A while ago my brother and I had a conversation about science fiction and fantasy. We were trying to figure out where comic books fell, and ended up having to define the two categories first. This is a debate that I'm hoping to get into again sometime, for I'm still not absolutely sure of my position. But I am convinced that, even though Superheroes like Spiderman use science to gain their powers and make their gadgets, comic books function as fantasy. This conviction does not come from any sort of ridiculing of the science found within their colorful pages, but from the focus on the hero and the hero's place in the world. Fantasy, after all, usually revolves around some sort of unlikely hero who is good and just, and able, surprisingly enough, to conquer the powerful evil that threatens his world. Harry Potter certainly fulfills this, as do Frodo and Garion and so many other protagonist that have been inked into this world. Fantasy loves to see the struggle between good and evil, and it loves to let good win out.
Science fiction has always seem colder and more calculating. It should, I suppose, for it is not about the individual as much as it is about society. Keeping in mind that this is a unpolished generalization, think of the great classics. Asimov's I Robot, for instance, which questions how man would respond to artificial intelligence. The series, too, provides a plot that seems almost like a canvas on which to display different ways of living so that we can better discover how we should live. Even Ender's Game, which has a hero of sorts, is presented more as a social experiment than an excuse to talk about anti-gravity and aliens. It is how Ender's government reacts to certain events, how Ender's siblings use politics to manipulate the nation's leaders, even how a person, perhaps you or me or a super smart child, might react if they were taken up into space to learn war.

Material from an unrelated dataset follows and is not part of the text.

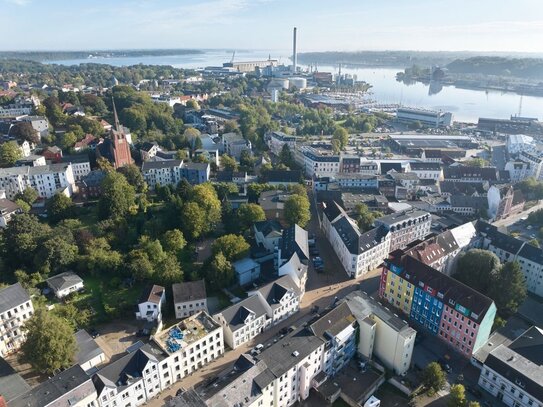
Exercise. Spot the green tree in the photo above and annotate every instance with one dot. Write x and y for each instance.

Anyway, like I said, I haven't really thought through it all yet, but I read a book over Thanksgiving that brought the conversation to my mind. It was the second imager book, and I was enjoying the complexity of the world the author had created, and thinking how much more I knew about this fictional world's politics than my own, when it struck me. Imager is science fiction. Even though it is set in a different universe, and not on an Earth a thousand years from now, or some alien home world only recently discovered; even though the bad guys use poison and guns to attack the good guys, and people travel on wooden ships and trains; even though it's main character is certainly a hero, one with magical powers no less; despite all these things, it is Science Fiction. It is Science fiction because it is about societies. It's not about good conquering evil, it's about how things are tied together and what would happen if they were tied a little differently. The former is why science fiction is called science fiction and not social fiction (jeepers, that sounds frightful doesn't it?) – the "how things work" attitude of science is directly transfered to people. The latter is the "what if" of scifi – what if people were telepathic? or if the government could track us? or what if there was a world somewhere where some people had strange powers but most didn't? Wouldn't the people with these powers need to find a balance between respect and fear with the rest of the world? Wouldn't they have to be careful in how they effected politics?